Paradyne Corp. has been suspended from receiving further U.S. government contracts because of federal fraud allegations involving a $115-million computer system for the Social Security Administration, a company official said Monday.

“We received a letter late last week from the Health and Human Services Department suspending us from further federal contracts as a result of the indictment,” said James L. Slattery, vice president and general counsel. The letter was dated Dec. 16.

Slattery said that, overall, Paradyne expects an estimated 5% of its revenue to be affected.

The corporation reported $290 million in gross revenue last year.


Currently, about 10% of Paradyne’s business involves federal contracts, he said, but half of that is an existing agreement with Social Security that the company believes will remain intact.

“To the best of our belief, it applies to new business, not to existing contracts, unless the agency decides to terminate,” Slattery said.

Limited Effect

“There will be an effect on the company’s business, although it’s limited to a 5% figure. There is always a possibility that, on an exception basis, the company will be able to bid and supply products to the U.S. government,” Slattery said.


On Dec. 12, a federal grand jury in Tampa, Fla., returned a 14-count fraud indictment against the firm, along with present and former top officials and one Social Security employee.

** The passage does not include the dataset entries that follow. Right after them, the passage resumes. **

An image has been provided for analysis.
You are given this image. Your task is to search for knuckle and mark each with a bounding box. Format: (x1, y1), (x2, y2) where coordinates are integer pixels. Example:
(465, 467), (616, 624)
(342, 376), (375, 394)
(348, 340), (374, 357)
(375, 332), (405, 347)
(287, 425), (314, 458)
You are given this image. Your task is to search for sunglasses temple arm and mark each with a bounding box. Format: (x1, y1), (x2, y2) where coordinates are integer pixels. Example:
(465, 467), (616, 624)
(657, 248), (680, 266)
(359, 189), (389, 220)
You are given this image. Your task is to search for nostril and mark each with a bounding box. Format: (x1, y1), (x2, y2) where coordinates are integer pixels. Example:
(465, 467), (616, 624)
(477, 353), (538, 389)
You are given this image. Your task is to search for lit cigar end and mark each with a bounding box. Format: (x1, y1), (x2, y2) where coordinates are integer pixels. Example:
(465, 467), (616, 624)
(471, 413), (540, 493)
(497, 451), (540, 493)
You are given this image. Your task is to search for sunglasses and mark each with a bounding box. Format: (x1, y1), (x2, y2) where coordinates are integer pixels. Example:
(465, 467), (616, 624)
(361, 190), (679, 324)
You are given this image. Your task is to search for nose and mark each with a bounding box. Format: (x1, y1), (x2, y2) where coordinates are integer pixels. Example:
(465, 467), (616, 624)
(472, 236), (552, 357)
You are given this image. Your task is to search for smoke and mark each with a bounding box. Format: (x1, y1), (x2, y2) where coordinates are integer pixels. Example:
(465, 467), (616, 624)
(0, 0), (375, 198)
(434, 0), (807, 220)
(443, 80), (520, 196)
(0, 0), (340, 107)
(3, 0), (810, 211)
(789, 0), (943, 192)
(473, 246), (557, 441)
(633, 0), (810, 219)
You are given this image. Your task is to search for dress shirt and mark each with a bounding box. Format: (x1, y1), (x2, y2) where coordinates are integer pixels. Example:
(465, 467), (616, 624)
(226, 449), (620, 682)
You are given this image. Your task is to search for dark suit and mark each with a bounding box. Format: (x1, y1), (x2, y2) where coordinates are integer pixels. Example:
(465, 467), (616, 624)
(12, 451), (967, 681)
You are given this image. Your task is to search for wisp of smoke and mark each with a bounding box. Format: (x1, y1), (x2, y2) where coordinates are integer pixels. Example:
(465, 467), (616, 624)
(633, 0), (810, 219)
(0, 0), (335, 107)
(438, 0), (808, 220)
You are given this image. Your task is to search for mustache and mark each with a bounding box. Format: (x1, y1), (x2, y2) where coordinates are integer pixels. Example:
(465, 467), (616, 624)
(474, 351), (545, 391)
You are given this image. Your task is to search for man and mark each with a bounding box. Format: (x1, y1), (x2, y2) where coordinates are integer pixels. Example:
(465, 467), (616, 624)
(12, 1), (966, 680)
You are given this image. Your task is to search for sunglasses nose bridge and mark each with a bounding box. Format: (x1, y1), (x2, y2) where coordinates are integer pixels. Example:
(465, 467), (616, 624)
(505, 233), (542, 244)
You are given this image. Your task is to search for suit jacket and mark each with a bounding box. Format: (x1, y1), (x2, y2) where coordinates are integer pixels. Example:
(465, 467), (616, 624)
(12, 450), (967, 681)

The indictment alleged conspiracy, bribery, perjury and obstruction of justice to win a contract to computerize Social Security field offices. It was the largest contract ever awarded by the Social Security Administration.

Federal prosecutors accused Paradyne of faking a computer demonstration during the bidding process by showing equipment that either wasn’t owned or wasn’t fully developed.

Paradyne’s contract with Social Security to service equipment was renewed in 1984, and prosecutors said that work has been satisfactory.

Paradyne called the charges “ludicrous.”